You cannot directly use `drop_duplicates` on the index without converting it to a column first, because the method explicitly ignores index values according to the implementation in [`pandas/core/frame.py`](https://github.com/pandas-dev/pandas/blob/main/pandas/core/frame.py). The most efficient approach is to temporarily reset the index, deduplicate, and restore it. Alternatively, you can use boolean indexing with `df[~df.index.duplicated()]`, though this offers less control over which specific duplicate to keep compared to the `drop_duplicates` workflow.

### What is the difference between `keep='first'` and `keep='last'` when removing duplicate indices?

When you specify `keep='first'` in `drop_duplicates`, pandas retains the first occurrence of each duplicate index value in the original order and marks subsequent duplicates for removal. Conversely, `keep='last'` preserves the final occurrence of each index value and removes all earlier duplicates. If you use `keep=False`, pandas removes every row that has a duplicate index, keeping only rows with unique index values.
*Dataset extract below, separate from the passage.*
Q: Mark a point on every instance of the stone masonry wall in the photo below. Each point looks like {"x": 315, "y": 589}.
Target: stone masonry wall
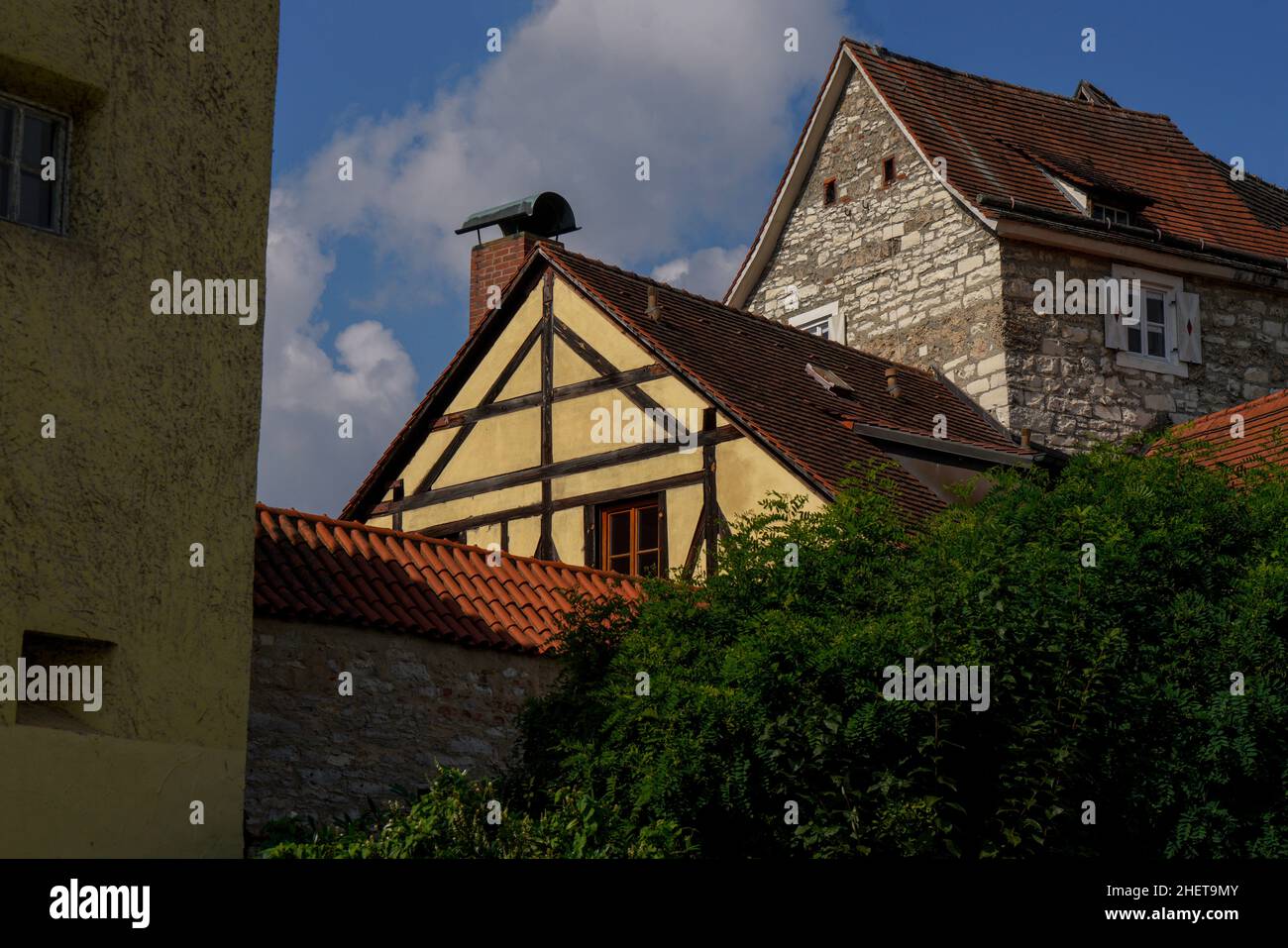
{"x": 915, "y": 274}
{"x": 1067, "y": 385}
{"x": 416, "y": 703}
### Is resetting the index to remove duplicates memory efficient?

Yes, resetting the index is memory efficient because `reset_index()` does not copy the underlying data when possible; it creates a view that exposes the index as a new column. The subsequent `drop_duplicates` operation uses an O(N log N) algorithm based on lexicographic sorting rather than creating large intermediate copies. This makes the workflow suitable for large DataFrames, though you should consider chaining operations or using `inplace=True` where appropriate to control memory usage explicitly.

### Can I use `drop_duplicates` directly on a pandas Index object?

Yes, pandas Index objects have their own `drop_duplicates` method implemented in [`pandas/core/indexes/base.py`](https://github.com/pandas-dev/pandas/blob/main/pandas/core/indexes/base.py) (lines 2799‑2805). However, calling `df.index.drop_duplicates()` returns a new Index object containing only unique index values, not a DataFrame with the corresponding rows removed. To get a DataFrame with duplicate index rows removed while preserving the associated data, you should use the reset‑index workflow or boolean indexing with `df.loc[df.index.drop_duplicates()]`, ensuring proper alignment to preserve the correct rows.